= Marie-Armande de Rambures =

French courtier

Marie-Armande de Rambures (1662–1689), was a French courtier. She was the first lover of Louis, Dauphin of France (son of Louis XIV).

She was born to René, Marquis de Rambures (d. 1671) and Marie Bautru des Matras (d. 1683).

She was made maid-of-honour to Maria Anna Victoria of Bavaria in 1679, and as such was placed under the supervision of Marguerite de Montchevreuil. She was described as lively, witty and charming. She became the first mistress of the Dauphin, which was a scandal at court.
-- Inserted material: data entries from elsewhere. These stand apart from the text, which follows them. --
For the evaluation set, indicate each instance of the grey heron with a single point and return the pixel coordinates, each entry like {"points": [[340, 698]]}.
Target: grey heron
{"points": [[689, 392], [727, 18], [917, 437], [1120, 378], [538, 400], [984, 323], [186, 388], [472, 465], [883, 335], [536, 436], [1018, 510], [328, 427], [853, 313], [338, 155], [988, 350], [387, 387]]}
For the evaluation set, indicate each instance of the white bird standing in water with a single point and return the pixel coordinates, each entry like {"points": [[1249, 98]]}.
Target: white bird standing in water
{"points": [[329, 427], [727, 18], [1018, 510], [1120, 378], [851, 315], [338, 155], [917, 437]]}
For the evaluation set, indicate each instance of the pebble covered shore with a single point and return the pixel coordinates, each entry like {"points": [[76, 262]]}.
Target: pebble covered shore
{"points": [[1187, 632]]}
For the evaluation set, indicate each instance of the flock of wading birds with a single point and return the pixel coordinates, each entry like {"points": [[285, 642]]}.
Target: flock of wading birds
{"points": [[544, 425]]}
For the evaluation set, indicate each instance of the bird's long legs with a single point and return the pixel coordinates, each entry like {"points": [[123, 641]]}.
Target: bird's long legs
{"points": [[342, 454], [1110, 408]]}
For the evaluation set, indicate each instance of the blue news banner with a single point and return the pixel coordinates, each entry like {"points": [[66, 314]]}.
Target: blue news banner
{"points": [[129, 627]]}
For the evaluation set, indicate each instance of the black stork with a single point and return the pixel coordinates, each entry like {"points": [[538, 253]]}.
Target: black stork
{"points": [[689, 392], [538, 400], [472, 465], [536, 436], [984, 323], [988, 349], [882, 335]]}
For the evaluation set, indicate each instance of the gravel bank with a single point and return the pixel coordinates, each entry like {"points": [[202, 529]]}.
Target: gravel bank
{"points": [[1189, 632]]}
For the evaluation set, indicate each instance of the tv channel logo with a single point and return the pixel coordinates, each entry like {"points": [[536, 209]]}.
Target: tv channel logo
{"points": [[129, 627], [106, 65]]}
Elizabeth Charlotte, Madame Palatine claimed in her letters that Madame de Maintenon did not wish the Dauphine to play any great role at court, slandered her against the king and bribed Barbara Bessola to isolate her. Elizabeth Charlotte claimed that Marguerite de Montchevreuil had been engaged by Maintenon to estrange the Dauphine and her spouse, quote:
"That lady had also another creature in the Dauphine's household: this was Madame de Montchevreuil, the gouvernante of the Dauphine's filles d’honneur. Madame de Maintenon had engaged her to place the Dauphin upon good terms with the filles d’honneur, and she finished by estranging him altogether from his wife. During her pregnancy, which, as well as her lying-in, was extremely painful, the Dauphine could not go out; and this Montchevreuil took advantage of the opportunity thus afforded her to introduce the filles d’honneur to the Dauphin to hunt and game with him. He became fond, in his way, of the sister of La Force, who was afterwards compelled to marry young Du Roure. [...] The Dauphin had an affair of gallantry with another of his wife's filles d’honneur called Rambures. He did not affect any dissimulation with his wife; a great uproar ensued; and that wicked Bessola, following the directions of old Maintenon, who planned everything, detached the Dauphin from his wife more and more. The latter was not very fond of him; but what displeased her in his amours was that they exposed her to be openly and constantly ridiculed and insulted. Montchevreuil made her pay attention to all that passed, and Bessola kept up her anger against her husband."

In 1686, King Louis XIV arranged for her to marry Scipio Sidoine Apollinaire Gaspard de Polignac (1660–1739) in order to dismiss her from court and thus end her relationship with the Dauphin.